Stack Overflow: The Case of a Small Stack

December 29, 2024

Years ago I was once asked by an intern to debug a mysterious crash that seemed so innocent. While I no longer recall what the code was about, we stripped the program to a single line in main. Yet the program still continued to crash.

Source:

int main() {
    char buf[1024*1024*1024];
}

Result:

# ./prog-arm64 

Process 630803 (prog-arm64) terminated SIGSEGV code=1 fltno=11 ip=00000025333267f0 mapaddr=00000000000007f0 ref=000000443dd5dc50
Memory fault (core dumped) 

This bewildered all of the interns as it made absolutely no sense. Through our investigation, there was two things we noticed:

The program worked on our local machines but not on our target virtual machine
We were allocating an extremely large buffer in the stack which was unusual

It turns out the intern wanted to allocate a 1MiB buffer for some networking or driver related ticket. If I recall correctly, our target only had 512MB RAM so this could have explained the mysterious crash.
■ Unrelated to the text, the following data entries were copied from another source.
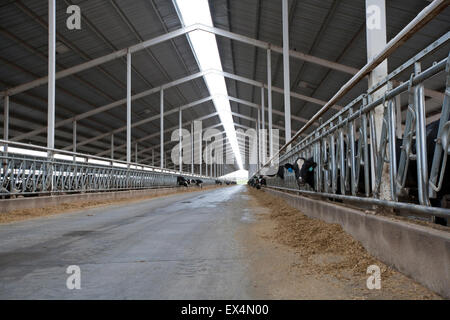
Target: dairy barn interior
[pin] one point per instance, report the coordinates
(224, 149)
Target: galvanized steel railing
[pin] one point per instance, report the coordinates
(346, 144)
(67, 172)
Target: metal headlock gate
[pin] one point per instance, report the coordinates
(67, 172)
(345, 147)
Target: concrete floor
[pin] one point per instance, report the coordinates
(175, 247)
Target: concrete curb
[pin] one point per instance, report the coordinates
(9, 205)
(417, 251)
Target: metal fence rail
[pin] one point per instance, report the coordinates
(350, 152)
(32, 175)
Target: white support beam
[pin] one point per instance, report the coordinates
(74, 138)
(6, 121)
(112, 146)
(263, 132)
(166, 86)
(162, 126)
(376, 39)
(286, 70)
(269, 99)
(171, 35)
(192, 147)
(129, 107)
(180, 137)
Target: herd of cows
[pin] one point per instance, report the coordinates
(304, 170)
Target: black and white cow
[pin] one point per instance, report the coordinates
(304, 171)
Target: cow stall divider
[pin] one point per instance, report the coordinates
(27, 171)
(350, 161)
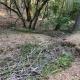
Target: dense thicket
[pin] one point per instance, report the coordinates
(59, 14)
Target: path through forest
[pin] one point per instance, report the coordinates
(10, 40)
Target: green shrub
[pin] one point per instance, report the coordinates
(63, 62)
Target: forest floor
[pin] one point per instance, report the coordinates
(10, 40)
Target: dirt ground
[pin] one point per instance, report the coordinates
(9, 40)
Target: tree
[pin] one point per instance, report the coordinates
(16, 7)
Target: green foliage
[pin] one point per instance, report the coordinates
(62, 62)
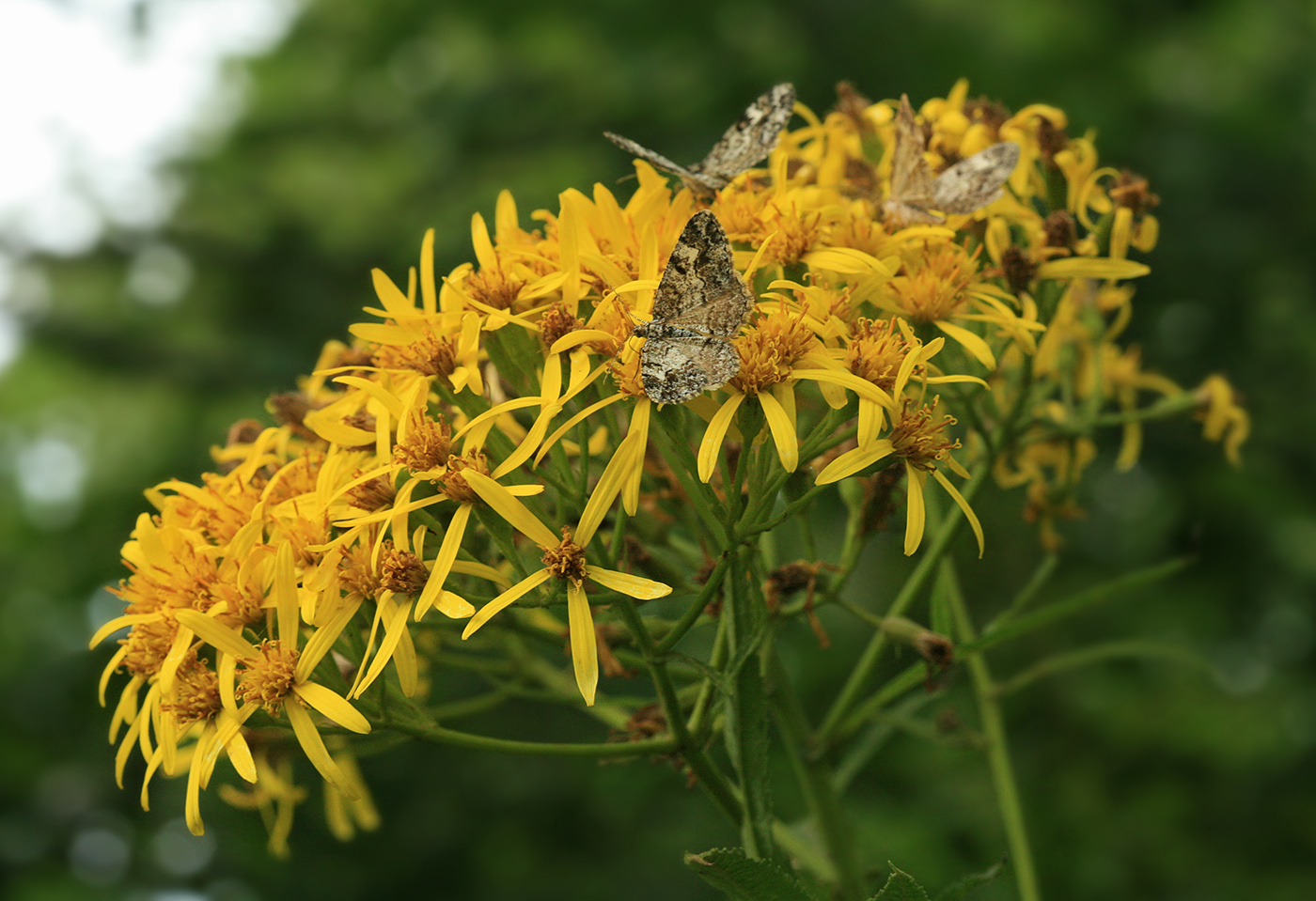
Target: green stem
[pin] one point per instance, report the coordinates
(746, 712)
(695, 609)
(440, 734)
(700, 765)
(997, 749)
(816, 783)
(924, 569)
But even 1MiB buffer on the stack was too large for our target:

int main() {
	char buf[1024*1024];
}

Result:

# ./prog-arm64 

Process 696339 (prog-arm64) terminated SIGSEGV code=1 fltno=11 ip=0000004de7e7a7ec mapaddr=00000000000007ec ref=000000383b19fbe0
Memory fault (core dumped) 

One thing I purposely omitted was that our target was running QNX, a realtime operating system. If we were to take a look at the documentation:

A process’s main thread starts with an automatically allocated 512 KB stack – QNX SDP 8.0 - Stack Allocation

This shocked all of us since 1 MiB is not a large buffer in 2021 where we had plenty of memory on our own personal system at home.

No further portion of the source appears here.